64-bit integers in CUDA Fortran atomics

Happy New Year, everyone!

According to the CUDA specs (http://www.scribd.com/doc/84859529/136/B-11-1-1-atomicAdd), atomic operations can be performed on 64-bit integers since CC 1.2. However, when I try to compile the following code with select device integers declared as “integer(kind=8)” I get the error shown in triplicate below:

PGF90-S-0155-Could not resolve generic procedure atomicadd (watchdog_test.f90:23)
PGF90-S-0155-Could not resolve generic procedure atomicadd (watchdog_test.f90:24)
PGF90-S-0155-Could not resolve generic procedure atomicadd (watchdog_test.f90:25)

The code follows.

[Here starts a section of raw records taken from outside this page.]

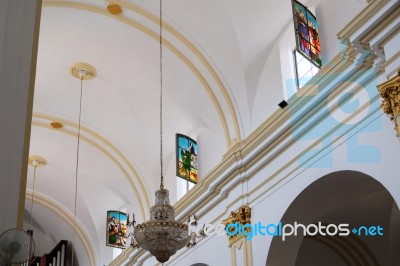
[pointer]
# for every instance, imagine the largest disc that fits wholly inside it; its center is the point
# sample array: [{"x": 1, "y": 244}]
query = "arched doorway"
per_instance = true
[{"x": 345, "y": 197}]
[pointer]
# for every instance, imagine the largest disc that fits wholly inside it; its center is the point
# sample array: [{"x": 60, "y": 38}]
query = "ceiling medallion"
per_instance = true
[
  {"x": 114, "y": 9},
  {"x": 56, "y": 125},
  {"x": 83, "y": 71}
]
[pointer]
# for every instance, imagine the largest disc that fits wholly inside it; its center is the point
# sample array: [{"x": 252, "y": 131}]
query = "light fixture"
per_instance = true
[
  {"x": 82, "y": 71},
  {"x": 36, "y": 161},
  {"x": 162, "y": 236}
]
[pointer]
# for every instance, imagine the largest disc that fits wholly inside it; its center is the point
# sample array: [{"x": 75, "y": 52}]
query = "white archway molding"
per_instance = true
[
  {"x": 192, "y": 58},
  {"x": 94, "y": 139},
  {"x": 68, "y": 217}
]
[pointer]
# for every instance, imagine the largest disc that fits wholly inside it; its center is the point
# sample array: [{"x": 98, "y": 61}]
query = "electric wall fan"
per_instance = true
[{"x": 16, "y": 246}]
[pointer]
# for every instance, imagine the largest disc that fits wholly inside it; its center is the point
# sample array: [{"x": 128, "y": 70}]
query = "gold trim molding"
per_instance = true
[
  {"x": 390, "y": 93},
  {"x": 242, "y": 217}
]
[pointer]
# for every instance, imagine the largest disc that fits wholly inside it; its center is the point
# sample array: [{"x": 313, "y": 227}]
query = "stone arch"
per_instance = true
[{"x": 344, "y": 197}]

Switching the “kind=4” variables to “kind=8” is sufficient to trigger the error on my machine.

! ***************************************************************************
! ***************************************************************************
module gpu_kernel

integer, device :: num_loops
integer(kind=4), device :: i, j, k

contains

! ***************************************************************************
attributes(global) subroutine cuda_kernel()

use cudafor

implicit none

! Local variables
integer :: n
integer(kind=4) :: o
real :: temp

do n = 1, num_loops
  o = atomicadd(i, 1)
  o = atomicadd(j, 1)
  o = atomicadd(k, 1)
enddo

return
end subroutine

! ***************************************************************************
subroutine cuda_device_select()

use cudafor

implicit none

! Local variables
integer :: cudastat, nDevices, i, desired_device
real :: max_version, version
type(cudadeviceprop) :: prop

cudastat = cudaGetDeviceCount(nDevices)

max_version = 0.0
do i = 0, nDevices-1
  cudastat = cudaGetDeviceProperties(prop, i)
  version = float(prop%major) + 0.1*float(prop%minor)
  if(version .gt. max_version) then
    max_version = version
    desired_device = i
  endif
enddo

cudastat = cudaSetDevice(desired_device)
cudastat = cudaGetDeviceProperties(prop, desired_device)
write(*,"('   Device ',a,' selected.')") trim(prop%name)
write(*,"('   CUDA compute capability is ',i0,'.',i0)") prop%major,       &!&
     prop%minor

return
end subroutine

end module

! ***************************************************************************
! ***************************************************************************
program watchdog_test

use cudafor
use gpu_kernel

implicit none

! Local variables
integer(kind=4) :: m
real :: temp

i = 0;   j = 0;   k = 0

call cuda_device_select()

num_loops = 20000

call cuda_kernel<<<16,256>>>()

m = i; write(*,"(i0)") m
m = j; write(*,"(i0)") m
m = k; write(*,"(i0)") m

stop
end program

Am I doing something wrong, or is this a difference between CUDA Fortran and the official specs for CUDA?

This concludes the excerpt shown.